La grande nouveauté tient aussi dans le choix du réalisateur. Bien qu’aguerri, Brad Bird réalise son premier film « live », lui qui est pourtant un vétéran de l’animation — le génial Géant de Fer, c’était lui —, notamment chez Pixar — avec Les Indestructibles et Ratatouille. Il passe avec aisance de l’autre côté de la pellicule avec un film admirablement mis en scène : les scènes d’action sont ultra-lisibles, les combats très correctement chorégraphiés et mis en images. Bird ne surdécoupe jamais véritablement, sans oublier de dynamiser sa narration. Un travail sur l’image auquel le directeur de la photographie Robert Elswit n’est pas étranger, lui qui compte à son palmarès des films aussi remarquables que Magnolia, Syriana, There Will Be Blood ou Good Night and Good Luck.

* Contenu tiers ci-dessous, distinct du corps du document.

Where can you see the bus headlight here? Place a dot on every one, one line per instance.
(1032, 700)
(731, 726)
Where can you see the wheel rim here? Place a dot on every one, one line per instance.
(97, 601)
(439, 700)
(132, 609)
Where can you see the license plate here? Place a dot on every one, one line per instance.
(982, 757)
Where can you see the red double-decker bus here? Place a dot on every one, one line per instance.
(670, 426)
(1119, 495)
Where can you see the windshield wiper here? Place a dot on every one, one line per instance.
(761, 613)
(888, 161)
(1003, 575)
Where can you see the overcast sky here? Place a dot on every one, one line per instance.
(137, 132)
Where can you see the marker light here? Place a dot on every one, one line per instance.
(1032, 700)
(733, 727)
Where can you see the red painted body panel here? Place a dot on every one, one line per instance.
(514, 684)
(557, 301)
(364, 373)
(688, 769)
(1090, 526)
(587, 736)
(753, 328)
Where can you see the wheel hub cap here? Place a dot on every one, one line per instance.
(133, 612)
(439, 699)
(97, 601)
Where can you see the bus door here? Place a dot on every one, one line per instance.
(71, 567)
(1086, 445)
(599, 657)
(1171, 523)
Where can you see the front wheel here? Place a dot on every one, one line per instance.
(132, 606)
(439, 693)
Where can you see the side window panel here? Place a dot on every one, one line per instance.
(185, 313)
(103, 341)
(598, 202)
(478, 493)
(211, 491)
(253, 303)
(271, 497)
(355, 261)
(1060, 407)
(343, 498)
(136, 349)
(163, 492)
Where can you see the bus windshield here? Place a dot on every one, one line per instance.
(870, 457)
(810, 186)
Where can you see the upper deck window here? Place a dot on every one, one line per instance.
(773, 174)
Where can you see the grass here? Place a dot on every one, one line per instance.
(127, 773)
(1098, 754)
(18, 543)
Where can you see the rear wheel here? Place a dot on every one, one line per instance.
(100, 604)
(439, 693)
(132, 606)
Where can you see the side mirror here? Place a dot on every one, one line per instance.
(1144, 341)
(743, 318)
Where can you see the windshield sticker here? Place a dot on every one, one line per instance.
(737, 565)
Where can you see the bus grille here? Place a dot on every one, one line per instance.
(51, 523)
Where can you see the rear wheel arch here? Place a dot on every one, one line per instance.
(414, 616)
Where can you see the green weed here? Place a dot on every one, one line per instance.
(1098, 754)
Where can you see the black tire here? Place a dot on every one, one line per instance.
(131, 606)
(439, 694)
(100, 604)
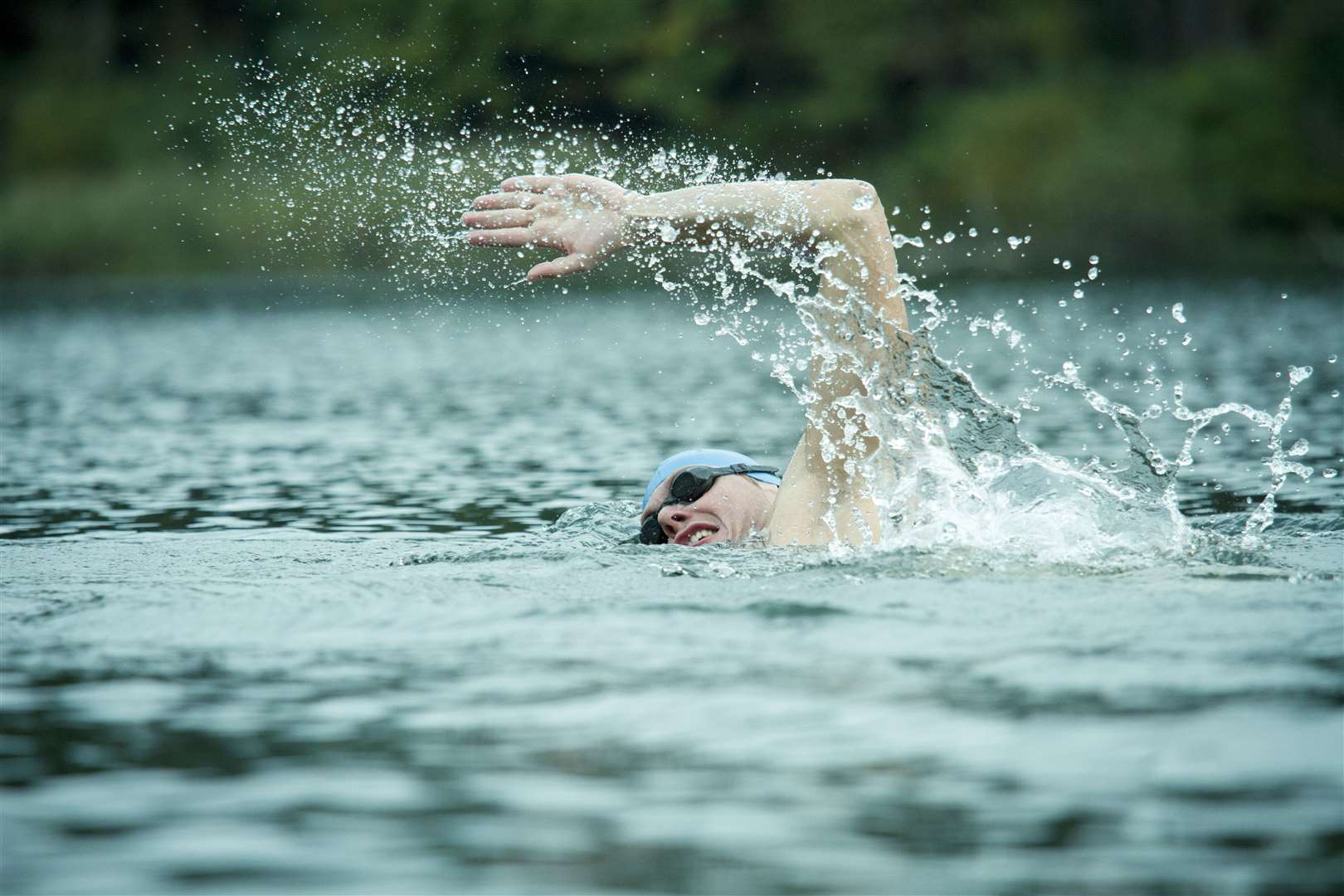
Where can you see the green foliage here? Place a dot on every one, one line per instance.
(1194, 134)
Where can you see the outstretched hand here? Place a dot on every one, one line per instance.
(582, 217)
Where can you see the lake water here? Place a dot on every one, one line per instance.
(293, 603)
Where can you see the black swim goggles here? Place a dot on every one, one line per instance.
(689, 485)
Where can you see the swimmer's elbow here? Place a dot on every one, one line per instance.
(852, 207)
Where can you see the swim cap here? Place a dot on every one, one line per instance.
(702, 457)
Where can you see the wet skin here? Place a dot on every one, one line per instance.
(730, 511)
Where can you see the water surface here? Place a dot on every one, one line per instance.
(305, 596)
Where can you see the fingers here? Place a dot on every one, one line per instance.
(531, 183)
(559, 268)
(505, 201)
(500, 218)
(504, 236)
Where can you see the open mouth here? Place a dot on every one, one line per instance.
(696, 535)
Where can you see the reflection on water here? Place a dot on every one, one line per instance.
(284, 610)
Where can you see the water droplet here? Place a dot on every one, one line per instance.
(1298, 373)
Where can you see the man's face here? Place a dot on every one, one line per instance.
(728, 512)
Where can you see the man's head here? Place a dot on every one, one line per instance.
(699, 497)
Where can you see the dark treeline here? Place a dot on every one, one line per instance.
(1179, 134)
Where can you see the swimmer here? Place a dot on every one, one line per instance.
(707, 496)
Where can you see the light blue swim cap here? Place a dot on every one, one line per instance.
(702, 457)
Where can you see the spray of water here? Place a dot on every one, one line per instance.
(347, 148)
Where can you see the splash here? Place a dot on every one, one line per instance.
(351, 149)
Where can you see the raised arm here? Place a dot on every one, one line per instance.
(856, 316)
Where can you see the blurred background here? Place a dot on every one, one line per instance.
(1171, 136)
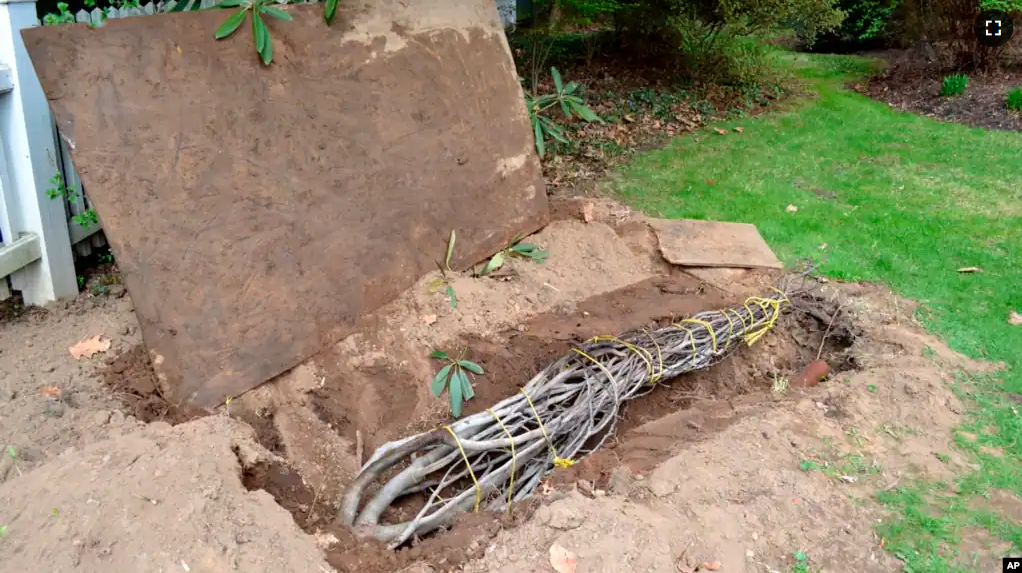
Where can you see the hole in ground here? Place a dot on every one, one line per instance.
(381, 404)
(346, 554)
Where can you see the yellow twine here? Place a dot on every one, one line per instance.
(643, 353)
(558, 461)
(478, 488)
(514, 459)
(692, 338)
(659, 356)
(731, 329)
(704, 324)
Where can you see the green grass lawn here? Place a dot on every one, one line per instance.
(898, 199)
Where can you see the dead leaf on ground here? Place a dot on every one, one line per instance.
(89, 347)
(51, 392)
(562, 560)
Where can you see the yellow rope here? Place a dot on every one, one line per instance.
(514, 459)
(731, 329)
(558, 461)
(659, 356)
(478, 488)
(704, 324)
(641, 352)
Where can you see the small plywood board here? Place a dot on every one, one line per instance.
(689, 242)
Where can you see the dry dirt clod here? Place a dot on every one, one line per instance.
(89, 347)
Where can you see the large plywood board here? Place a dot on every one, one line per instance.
(688, 242)
(258, 212)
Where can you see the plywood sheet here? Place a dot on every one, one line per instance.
(708, 243)
(258, 212)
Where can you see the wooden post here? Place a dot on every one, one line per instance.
(26, 129)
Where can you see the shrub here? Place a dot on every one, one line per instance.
(1014, 100)
(954, 85)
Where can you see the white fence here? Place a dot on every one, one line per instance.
(39, 234)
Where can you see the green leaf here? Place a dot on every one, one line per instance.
(524, 248)
(231, 25)
(494, 264)
(264, 45)
(585, 112)
(466, 386)
(538, 131)
(454, 299)
(329, 10)
(439, 381)
(447, 259)
(457, 391)
(468, 365)
(277, 13)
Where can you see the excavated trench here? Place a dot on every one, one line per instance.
(653, 428)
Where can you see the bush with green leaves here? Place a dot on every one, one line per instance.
(515, 248)
(454, 377)
(444, 282)
(563, 97)
(1014, 99)
(954, 85)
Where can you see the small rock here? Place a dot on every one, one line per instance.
(54, 409)
(560, 516)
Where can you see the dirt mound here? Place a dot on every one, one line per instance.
(158, 499)
(791, 473)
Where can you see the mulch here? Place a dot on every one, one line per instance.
(912, 84)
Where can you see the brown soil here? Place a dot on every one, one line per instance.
(912, 84)
(707, 467)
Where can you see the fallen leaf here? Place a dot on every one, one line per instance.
(562, 560)
(89, 347)
(50, 392)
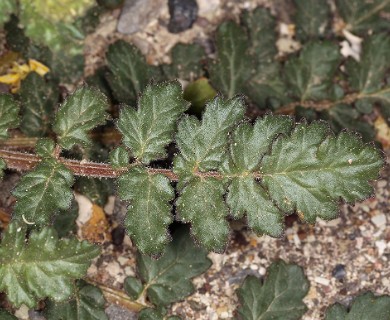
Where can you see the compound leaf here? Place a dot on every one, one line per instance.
(201, 203)
(9, 118)
(149, 212)
(168, 279)
(309, 171)
(361, 15)
(43, 191)
(148, 130)
(245, 195)
(5, 315)
(279, 297)
(129, 72)
(367, 76)
(39, 99)
(186, 62)
(82, 111)
(232, 68)
(312, 18)
(309, 76)
(87, 304)
(366, 306)
(202, 144)
(44, 267)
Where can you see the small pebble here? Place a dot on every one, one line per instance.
(118, 235)
(339, 272)
(183, 14)
(379, 220)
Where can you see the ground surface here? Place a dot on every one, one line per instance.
(341, 258)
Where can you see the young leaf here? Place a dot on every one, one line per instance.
(44, 267)
(201, 203)
(148, 130)
(129, 72)
(168, 279)
(9, 110)
(278, 297)
(312, 18)
(232, 68)
(313, 177)
(39, 99)
(366, 306)
(186, 62)
(82, 111)
(42, 191)
(361, 16)
(87, 304)
(202, 144)
(149, 213)
(309, 76)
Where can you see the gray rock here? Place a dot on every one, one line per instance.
(115, 312)
(137, 14)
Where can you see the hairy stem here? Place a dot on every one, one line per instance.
(119, 297)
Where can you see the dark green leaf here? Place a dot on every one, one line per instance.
(346, 117)
(148, 130)
(279, 297)
(82, 111)
(65, 221)
(5, 315)
(201, 203)
(199, 93)
(133, 287)
(312, 18)
(119, 158)
(202, 144)
(38, 99)
(367, 76)
(168, 279)
(95, 189)
(313, 177)
(245, 195)
(186, 62)
(129, 71)
(364, 307)
(9, 110)
(44, 267)
(149, 212)
(87, 304)
(233, 67)
(362, 15)
(43, 191)
(309, 76)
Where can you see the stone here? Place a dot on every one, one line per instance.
(137, 14)
(339, 272)
(183, 14)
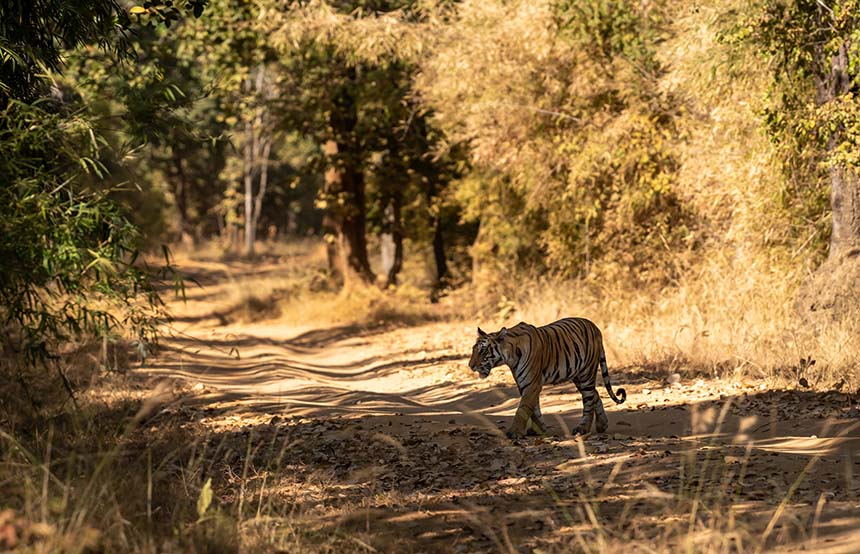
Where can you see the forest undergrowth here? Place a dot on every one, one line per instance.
(140, 462)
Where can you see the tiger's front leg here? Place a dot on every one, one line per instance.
(525, 416)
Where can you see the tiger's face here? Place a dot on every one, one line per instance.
(487, 353)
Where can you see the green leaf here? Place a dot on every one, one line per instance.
(205, 499)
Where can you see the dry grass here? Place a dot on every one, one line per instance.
(719, 322)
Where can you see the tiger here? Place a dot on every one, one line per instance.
(570, 349)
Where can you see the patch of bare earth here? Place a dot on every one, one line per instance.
(380, 439)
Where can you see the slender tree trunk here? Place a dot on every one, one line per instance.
(834, 288)
(180, 184)
(264, 179)
(438, 239)
(345, 189)
(844, 181)
(396, 236)
(250, 224)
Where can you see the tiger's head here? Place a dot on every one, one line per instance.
(487, 352)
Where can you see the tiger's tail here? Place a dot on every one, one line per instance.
(605, 370)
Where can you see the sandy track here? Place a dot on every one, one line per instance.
(393, 417)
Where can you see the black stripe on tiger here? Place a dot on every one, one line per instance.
(568, 350)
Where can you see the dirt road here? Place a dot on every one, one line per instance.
(379, 437)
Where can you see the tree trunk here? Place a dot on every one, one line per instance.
(250, 224)
(345, 188)
(264, 178)
(397, 237)
(834, 288)
(438, 239)
(180, 187)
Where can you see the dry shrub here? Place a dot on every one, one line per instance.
(717, 320)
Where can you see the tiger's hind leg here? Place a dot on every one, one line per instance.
(536, 425)
(588, 397)
(602, 420)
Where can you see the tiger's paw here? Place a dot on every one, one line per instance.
(511, 434)
(536, 429)
(582, 430)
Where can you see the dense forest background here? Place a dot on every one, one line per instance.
(244, 245)
(657, 159)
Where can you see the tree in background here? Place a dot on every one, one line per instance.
(569, 133)
(813, 115)
(345, 90)
(68, 251)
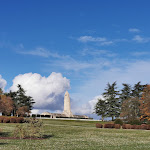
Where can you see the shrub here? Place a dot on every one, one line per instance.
(123, 126)
(144, 126)
(98, 125)
(31, 129)
(148, 127)
(6, 120)
(137, 126)
(135, 122)
(109, 125)
(19, 119)
(127, 126)
(12, 120)
(117, 126)
(20, 131)
(118, 121)
(1, 119)
(132, 126)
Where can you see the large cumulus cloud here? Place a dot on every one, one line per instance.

La direction d’acteurs est à l’avenant, les seconds rôles — Michael Nyqvist, le Mikael Blomqvist des films et de la série Millenium, en tête — sont tous impeccables : on retiendra la prestation d’Anil Kapoor, amusant en milliardaire play-boy sur le retour. À la musique, on retrouve de façon prévisible Michael Giacchino, déjà responsable des excellents scores des Indestructibles et de Ratatouille, ainsi que de Mission: Impossible 3 ((Réalisé par J.J. Abrams, dont il a composé toutes les bandes originales depuis la série Alias et qui officie en qualité de producteur sur Mission : Impossible – Protocole Fantôme)). Il vient une nouvelle fois faire toute la preuve de sa maîtrise en jouant avec le thème culte de Lalo Schiffrin : on retiendra la scène de la réception en Inde, lors de laquelle il s’amuse à reprendre le thème au sitar.

Sans révolutionner le genre, ce dernier opus demeure un bon spectacle, si tant est que le spectateur accepte le postulat selon lequel un type, aussi entraîné fut-il, peut sauter du haut d’un immeuble de plus de huit-cents mètres de haut à Dubaï, suspendu à un filin et atterrir comme une fleur quinze étages plus bas sans une côte cassée… L’intention est donc claire : on ne s’embarrasse pas de réalisme. Et, parfois, ça n’est pas plus mal.